Federal Appeals Court Hears Arguments on Trump Travel Ban

Whichever side the Ninth Circuit Court of Appeals comes down on, this case is headed to the Supreme Court. Photo: Paul J. Richards/AFP/Getty Images

In an unusual set of oral arguments by conference call late Tuesday, a three-judge panel of the Ninth Circuit Court of Appeals heard and questioned attorneys for the federal government and for the states of Washington and Minnesota over the government’s plea to set aside a district judge’s temporary restraining order against the Trump administration’s travel ban.

The government had the burden of convincing the judges that letting the TRO remain in place while the district court heard the case would represent “irreparable harm” to the national interest and would also interfere with the president’s exercise of congressionally delegated authority over immigration law. The Justice Department’s August Fientje heavily emphasized that authority in his argument, and the more specific congressional warrant for looking closely at the seven countries of origin that are the focus of the travel ban.

Fientje’s argument that the states involved did not have proper standing to bring the suit — particularly with respect to refugees and visa applicants who had never been in the U.S. (the major groups affected by the ban after it was relaxed to not include those with permanent residence status) — drew much skeptical questioning from the judges, to the exclusion of the merits of the case. Washington State Solicitor General Noah Purcell ran into trouble with at least one of the judges — Richard Clifton, a George W. Bush appointee to the Ninth Circuit — for assertions that a ban affecting a relatively small percentage of Muslims overseas was necessarily religiously motivated.
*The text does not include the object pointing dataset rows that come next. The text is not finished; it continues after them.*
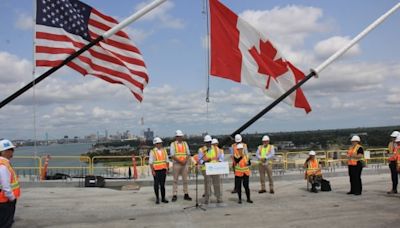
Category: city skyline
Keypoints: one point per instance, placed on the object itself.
(360, 90)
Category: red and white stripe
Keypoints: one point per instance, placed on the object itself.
(115, 60)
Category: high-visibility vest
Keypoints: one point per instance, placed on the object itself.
(180, 150)
(211, 154)
(351, 152)
(13, 182)
(265, 151)
(241, 168)
(160, 160)
(392, 152)
(313, 167)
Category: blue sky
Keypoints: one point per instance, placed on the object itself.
(362, 89)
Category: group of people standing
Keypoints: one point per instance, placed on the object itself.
(209, 152)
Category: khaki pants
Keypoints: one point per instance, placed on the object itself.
(216, 182)
(262, 168)
(183, 171)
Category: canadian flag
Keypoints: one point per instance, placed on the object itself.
(242, 54)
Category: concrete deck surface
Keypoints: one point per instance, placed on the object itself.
(290, 206)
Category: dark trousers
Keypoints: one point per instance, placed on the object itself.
(355, 178)
(238, 184)
(394, 174)
(7, 211)
(159, 183)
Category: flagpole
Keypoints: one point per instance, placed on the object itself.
(106, 35)
(314, 72)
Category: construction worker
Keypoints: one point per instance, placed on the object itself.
(232, 150)
(180, 154)
(9, 186)
(159, 164)
(392, 153)
(265, 153)
(242, 172)
(313, 171)
(355, 156)
(211, 153)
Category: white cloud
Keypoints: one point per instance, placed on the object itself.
(162, 15)
(326, 48)
(24, 22)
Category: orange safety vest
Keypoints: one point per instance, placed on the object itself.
(241, 168)
(264, 151)
(13, 182)
(313, 167)
(392, 152)
(180, 150)
(160, 160)
(353, 151)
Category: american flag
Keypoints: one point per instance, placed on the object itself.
(65, 26)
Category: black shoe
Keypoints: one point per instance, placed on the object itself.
(187, 197)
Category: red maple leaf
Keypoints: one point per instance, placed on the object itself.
(267, 64)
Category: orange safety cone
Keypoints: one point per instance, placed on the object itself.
(134, 167)
(44, 169)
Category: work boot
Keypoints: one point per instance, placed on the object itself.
(187, 197)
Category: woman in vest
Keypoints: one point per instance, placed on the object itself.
(9, 186)
(392, 153)
(159, 164)
(242, 172)
(355, 156)
(313, 171)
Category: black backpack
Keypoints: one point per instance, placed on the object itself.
(325, 186)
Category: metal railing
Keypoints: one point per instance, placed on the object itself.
(122, 166)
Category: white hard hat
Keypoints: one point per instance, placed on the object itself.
(395, 134)
(157, 140)
(265, 138)
(356, 138)
(207, 138)
(6, 144)
(239, 146)
(238, 138)
(178, 133)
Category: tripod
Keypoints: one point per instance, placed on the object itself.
(197, 205)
But that same judge upbraided Fientje for suggesting that evidence of an intent to impose a travel ban on Muslims by the president and at least one adviser was just “newspaper articles.”

Both lawyers sought to encourage the judges on the Ninth Circuit panel — Michelle Friedland, an Obama appointee, William Canby, a Jimmy Carter appointee, and Clifton — to tailor a ruling in a way that gave its side the advantage in what happens next. Purcell sought a ruling that would let district court judge James Robart proceed with a hearing on the travel ban without the government interfering via an immediate appeal to the Supreme Court, which the government will most definitely try to pursue if the court of appeals denies its petition for a stay of the temporary restraining order, or TRO. Fientje repeatedly argued that, even if the judges thought the states had standing to bring suit on behalf of actual residents, they should knock out the TRO for people who had not been in the U.S.

The New York Times’ Charlie Savage probably spoke for most listeners in making a perilous tentative prediction based on the oral arguments:

[I]f someone put a gun to my head and forced me to predict, at this point I’d guess that this will be a 2-1 ruling rejecting the Trump administration’s request that the 9th Circuit lift the temporary restraining order.

But all that would mean is that the case would, for an instant at least, proceed at the district-court level, even as Trump’s lawyers sought to drag SCOTUS in to stop it and (at least temporarily) restore the travel ban.

It’s unclear when the Ninth Circuit panel will make its ruling — though some time this week is a good guess. It would be wise to take any cheers and jeers for whatever it does with a grain of salt. This case probably has a long way to go in the courts, and both sides will obviously keep trying to score points in the court of public opinion as well.